Abbiamo così pensato al nostro Casentino, ricordando che sono ormai trascorsi 14 anni dal referendum per il Comune Unico, un referendum forse troppo presto archiviato, un referendum che abbiamo considerato e consideriamo ancora una grande, ennesima, occasione persa. Siamo convinti di questo e a rafforzare il nostro pensiero ci sono i fatti e gli eventi che hanno caratterizzato questi 14 anni, in cui forse si pensava e ci si illudeva che fosse sufficiente avere qualcuno seduto su una poltrona in Consiglio regionale per garantire un futuro radioso e positivo a questa vallata. In realtà le cose sono andate in maniera diversa. Questi 14 anni hanno visto la chiusura del Punto Nascita dell’ospedale di Bibbiena e un suo graduale depotenziamento.
In questo periodo il Casentino ha subito un lento spopolamento, soprattutto nelle sue frazioni più decentrate con la chiusura di tanti esercizi commerciali. Sempre questi anni hanno visto la realizzazione di interventi sulla viabilità che hanno creato e stanno creando disagi e problemi, lasciando fondamentalmente inalterato il cronico isolamento di questo territorio… Sarebbe potuto andare in un altro modo? Se ci fosse stata una reale guida unitaria, un sindaco, un Consiglio comunale riconoscibile e presente, un progetto complessivo e organico per tutto il Casentino, sarebbe andata diversamente? Se quel sindaco avesse davvero difeso gli interessi di questa vallata avremmo oggi una situazione diversa? Certo, non lo possiamo sapere, sappiamo però benissimo cosa significa avere questo animale a 10 teste spesso in contrasto tra loro.
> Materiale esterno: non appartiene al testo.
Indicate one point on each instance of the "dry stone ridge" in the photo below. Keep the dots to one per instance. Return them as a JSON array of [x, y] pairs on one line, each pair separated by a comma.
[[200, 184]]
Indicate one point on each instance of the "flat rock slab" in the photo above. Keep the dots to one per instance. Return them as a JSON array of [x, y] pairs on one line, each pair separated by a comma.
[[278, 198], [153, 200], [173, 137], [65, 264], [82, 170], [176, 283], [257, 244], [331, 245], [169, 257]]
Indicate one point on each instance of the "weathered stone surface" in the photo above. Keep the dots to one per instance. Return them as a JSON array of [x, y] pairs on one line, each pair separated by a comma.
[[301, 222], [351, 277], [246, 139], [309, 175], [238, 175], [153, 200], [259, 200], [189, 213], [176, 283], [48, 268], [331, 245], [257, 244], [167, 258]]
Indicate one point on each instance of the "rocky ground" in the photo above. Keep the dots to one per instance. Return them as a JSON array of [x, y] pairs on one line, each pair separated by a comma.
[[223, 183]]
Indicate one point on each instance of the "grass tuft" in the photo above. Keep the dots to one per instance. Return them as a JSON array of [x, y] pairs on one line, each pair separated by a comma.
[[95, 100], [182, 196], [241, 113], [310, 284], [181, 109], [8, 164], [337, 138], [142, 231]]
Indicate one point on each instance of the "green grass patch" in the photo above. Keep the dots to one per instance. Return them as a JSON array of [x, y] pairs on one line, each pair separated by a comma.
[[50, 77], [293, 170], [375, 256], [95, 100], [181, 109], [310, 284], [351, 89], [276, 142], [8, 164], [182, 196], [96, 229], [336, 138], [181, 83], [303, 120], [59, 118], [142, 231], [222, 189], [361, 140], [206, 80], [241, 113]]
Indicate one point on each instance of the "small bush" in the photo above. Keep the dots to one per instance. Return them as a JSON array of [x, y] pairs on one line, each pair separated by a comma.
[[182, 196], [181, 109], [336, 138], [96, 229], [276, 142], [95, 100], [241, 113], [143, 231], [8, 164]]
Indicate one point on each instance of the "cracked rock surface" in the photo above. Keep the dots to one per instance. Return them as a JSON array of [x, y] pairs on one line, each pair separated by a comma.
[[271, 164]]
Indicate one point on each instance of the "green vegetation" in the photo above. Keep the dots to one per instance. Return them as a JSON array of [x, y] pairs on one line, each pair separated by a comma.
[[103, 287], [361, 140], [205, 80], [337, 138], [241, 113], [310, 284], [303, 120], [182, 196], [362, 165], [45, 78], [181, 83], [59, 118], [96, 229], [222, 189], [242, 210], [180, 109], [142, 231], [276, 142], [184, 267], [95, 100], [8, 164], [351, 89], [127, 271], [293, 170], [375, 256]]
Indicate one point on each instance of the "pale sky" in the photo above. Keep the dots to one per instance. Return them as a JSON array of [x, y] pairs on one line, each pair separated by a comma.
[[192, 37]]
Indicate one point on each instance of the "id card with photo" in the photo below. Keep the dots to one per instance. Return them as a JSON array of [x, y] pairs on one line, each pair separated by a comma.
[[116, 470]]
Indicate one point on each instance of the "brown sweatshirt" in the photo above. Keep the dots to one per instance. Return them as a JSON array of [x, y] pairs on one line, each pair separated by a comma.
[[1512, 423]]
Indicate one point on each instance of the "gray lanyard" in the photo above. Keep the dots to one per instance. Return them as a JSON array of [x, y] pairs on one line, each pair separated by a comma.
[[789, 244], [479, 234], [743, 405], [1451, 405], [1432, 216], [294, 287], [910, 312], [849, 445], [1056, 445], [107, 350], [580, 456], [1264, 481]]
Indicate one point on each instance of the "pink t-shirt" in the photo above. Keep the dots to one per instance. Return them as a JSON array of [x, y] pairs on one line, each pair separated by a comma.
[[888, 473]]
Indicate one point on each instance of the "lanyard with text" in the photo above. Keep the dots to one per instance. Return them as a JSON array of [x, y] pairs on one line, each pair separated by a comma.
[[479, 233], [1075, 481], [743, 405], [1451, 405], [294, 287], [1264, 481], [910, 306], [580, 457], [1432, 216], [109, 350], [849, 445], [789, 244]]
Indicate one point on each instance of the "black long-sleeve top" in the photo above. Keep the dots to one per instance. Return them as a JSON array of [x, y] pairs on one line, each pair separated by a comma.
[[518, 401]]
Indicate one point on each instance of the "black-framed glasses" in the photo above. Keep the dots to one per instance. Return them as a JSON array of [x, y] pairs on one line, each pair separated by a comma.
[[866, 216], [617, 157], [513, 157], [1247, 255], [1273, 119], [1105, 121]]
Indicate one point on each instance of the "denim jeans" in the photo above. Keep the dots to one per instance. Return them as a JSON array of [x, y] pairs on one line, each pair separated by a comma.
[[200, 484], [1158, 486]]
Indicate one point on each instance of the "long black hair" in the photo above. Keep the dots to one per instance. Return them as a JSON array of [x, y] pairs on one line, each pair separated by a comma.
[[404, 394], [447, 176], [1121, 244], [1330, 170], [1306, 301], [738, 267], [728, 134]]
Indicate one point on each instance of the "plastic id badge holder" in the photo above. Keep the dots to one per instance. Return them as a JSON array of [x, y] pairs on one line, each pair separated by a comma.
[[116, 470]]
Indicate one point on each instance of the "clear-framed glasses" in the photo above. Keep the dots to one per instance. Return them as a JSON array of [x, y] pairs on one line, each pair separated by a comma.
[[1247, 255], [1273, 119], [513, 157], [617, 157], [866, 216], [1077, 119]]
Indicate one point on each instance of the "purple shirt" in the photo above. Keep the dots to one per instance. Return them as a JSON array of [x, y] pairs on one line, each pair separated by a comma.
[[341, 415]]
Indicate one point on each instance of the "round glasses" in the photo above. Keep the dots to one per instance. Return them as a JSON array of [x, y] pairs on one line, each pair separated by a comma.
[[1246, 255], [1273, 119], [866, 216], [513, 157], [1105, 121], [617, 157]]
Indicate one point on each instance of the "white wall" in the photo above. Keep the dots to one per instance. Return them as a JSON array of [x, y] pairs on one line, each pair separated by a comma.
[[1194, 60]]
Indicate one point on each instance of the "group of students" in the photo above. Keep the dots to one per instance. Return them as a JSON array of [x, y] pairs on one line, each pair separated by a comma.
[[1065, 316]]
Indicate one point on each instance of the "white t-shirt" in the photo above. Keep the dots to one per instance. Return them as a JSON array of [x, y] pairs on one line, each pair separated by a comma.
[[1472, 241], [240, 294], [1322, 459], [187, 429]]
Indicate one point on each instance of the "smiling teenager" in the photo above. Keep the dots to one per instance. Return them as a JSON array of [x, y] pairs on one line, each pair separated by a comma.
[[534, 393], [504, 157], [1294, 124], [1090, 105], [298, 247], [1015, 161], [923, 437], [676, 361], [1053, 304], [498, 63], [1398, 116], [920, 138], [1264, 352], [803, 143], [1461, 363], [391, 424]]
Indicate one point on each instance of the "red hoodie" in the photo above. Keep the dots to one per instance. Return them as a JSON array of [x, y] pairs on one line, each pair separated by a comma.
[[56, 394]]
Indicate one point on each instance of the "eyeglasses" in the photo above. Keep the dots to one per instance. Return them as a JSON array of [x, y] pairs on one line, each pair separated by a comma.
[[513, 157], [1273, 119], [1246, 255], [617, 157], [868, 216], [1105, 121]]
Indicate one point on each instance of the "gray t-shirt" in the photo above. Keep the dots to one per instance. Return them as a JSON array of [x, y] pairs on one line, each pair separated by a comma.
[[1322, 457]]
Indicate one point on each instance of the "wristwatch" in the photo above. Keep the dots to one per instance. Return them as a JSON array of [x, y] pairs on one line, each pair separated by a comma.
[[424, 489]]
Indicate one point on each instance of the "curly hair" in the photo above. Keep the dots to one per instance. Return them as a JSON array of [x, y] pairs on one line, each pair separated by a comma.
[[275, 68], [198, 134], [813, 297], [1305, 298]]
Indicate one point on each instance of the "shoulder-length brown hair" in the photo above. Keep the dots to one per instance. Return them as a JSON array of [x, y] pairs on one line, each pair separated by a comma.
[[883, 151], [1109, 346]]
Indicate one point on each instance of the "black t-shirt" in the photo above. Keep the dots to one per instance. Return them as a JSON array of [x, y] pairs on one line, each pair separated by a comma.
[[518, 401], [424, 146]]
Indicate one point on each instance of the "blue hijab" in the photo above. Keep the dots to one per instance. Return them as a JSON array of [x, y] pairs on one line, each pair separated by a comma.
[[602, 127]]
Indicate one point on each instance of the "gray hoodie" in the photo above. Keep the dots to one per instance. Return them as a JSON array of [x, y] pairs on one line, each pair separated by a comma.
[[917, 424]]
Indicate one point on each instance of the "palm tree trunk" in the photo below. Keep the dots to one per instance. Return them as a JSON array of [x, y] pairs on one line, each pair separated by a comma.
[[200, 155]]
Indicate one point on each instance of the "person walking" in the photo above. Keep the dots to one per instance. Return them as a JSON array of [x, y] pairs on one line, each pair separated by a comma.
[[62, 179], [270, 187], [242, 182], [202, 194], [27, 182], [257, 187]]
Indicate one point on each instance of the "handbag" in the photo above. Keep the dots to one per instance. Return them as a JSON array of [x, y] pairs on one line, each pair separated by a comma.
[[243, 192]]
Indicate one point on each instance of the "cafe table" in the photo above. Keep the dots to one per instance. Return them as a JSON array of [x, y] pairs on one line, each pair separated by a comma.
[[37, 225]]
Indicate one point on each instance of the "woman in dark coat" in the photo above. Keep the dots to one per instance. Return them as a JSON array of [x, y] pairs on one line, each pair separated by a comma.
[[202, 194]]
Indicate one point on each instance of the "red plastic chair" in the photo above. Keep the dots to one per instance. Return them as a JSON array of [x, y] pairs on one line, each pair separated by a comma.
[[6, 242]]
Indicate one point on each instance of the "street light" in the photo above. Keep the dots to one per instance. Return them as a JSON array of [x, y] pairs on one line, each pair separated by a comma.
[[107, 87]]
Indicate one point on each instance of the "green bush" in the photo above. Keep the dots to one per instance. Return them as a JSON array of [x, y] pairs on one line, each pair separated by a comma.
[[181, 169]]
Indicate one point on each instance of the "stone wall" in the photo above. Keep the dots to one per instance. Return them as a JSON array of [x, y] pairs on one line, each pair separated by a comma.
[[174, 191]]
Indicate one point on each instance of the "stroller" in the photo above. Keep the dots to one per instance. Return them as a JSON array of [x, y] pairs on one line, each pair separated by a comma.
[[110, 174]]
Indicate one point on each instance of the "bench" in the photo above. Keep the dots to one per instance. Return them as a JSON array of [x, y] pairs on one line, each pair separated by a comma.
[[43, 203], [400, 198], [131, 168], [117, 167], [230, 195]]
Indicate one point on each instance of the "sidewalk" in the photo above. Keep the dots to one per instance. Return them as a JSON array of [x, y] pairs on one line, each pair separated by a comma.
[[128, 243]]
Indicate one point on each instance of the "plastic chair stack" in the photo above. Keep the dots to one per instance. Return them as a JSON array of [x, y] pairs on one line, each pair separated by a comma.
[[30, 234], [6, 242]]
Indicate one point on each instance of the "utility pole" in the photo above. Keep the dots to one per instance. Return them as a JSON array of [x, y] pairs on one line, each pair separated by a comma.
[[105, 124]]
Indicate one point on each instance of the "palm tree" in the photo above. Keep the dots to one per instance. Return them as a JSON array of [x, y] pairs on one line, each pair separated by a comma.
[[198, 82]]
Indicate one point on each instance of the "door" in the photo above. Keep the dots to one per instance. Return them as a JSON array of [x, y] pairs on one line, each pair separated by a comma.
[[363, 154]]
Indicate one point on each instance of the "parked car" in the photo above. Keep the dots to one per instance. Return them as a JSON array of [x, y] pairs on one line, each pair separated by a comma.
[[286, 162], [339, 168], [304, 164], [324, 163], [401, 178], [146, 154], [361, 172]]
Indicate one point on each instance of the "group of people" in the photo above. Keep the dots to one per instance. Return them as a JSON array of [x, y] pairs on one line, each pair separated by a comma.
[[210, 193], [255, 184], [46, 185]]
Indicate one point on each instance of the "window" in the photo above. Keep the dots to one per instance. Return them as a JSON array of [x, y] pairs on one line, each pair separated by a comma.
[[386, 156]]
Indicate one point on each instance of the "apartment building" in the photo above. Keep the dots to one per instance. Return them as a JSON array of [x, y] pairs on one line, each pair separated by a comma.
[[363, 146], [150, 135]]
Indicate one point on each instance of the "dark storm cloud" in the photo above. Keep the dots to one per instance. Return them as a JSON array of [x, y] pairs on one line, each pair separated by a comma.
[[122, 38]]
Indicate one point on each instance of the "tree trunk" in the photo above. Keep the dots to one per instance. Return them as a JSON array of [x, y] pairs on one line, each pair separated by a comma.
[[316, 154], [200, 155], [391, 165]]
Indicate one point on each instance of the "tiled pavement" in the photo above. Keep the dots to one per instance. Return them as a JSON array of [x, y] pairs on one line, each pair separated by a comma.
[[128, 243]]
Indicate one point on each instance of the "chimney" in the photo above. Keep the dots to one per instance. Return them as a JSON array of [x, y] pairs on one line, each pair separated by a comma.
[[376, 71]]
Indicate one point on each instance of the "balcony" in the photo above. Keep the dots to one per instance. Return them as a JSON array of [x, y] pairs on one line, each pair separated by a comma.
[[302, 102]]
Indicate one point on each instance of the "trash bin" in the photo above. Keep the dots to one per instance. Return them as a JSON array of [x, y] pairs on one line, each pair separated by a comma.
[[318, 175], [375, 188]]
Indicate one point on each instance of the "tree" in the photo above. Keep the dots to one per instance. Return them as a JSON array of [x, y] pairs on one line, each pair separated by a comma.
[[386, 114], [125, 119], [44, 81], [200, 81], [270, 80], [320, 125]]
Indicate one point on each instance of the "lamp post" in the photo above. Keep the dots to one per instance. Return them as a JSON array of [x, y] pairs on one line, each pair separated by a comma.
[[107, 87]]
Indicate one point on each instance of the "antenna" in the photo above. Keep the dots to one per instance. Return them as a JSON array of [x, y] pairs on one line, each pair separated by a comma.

Cosa significa avere un peso politico insignificante su tutte le maggiori tematiche che poi pesano e peseranno sul futuro dei cittadini. Cosa significa lo scheletro della ex Sacci del Corsalone, simbolo stesso dell’incapacità di decidere e progettare. Per fortuna però, sappiamo anche altro, sappiamo che in questi 14 anni tanti giovani e tante ragazze sono cresciuti/e e diventati/e grandi in questo territorio. I diciottenni di oggi avevano allora solo 4 anni, un numero grande di bambini e adolescenti di allora ha oggi acquisito il diritto di decidere e può dire la sua sul proprio futuro e sul futuro del Casentino…
Ci piace pensare che anche questa ventata di idee e di freschezza casentinese abbia, come i loro coetanei italiani, scelto di dire NO al referendum e magari si ritrovi e condivida i movimenti per la pace, per la Palestina, per la promozione di politiche contro il cambiamento climatico, insomma tutto ciò che, nonostante tutto, in questi ultimi pesanti anni ha rappresentato una luce, una speranza, un motivo per credere ancora nel futuro.
Ebbene, siamo convinti che se davvero ci fosse la possibilità di discutere seriamente, cosa che non è mai stata fatta e neppure permessa, di Comune Unico e di una nuova organizzazione amministrativa di questa vallata, questa parte di Casentino, la parte che ne rappresenta di fatto il futuro, sceglierebbe di sostenere questa proposta di dare un’opportunità a questa terra e di essere parte attiva di questo importante cambiamento.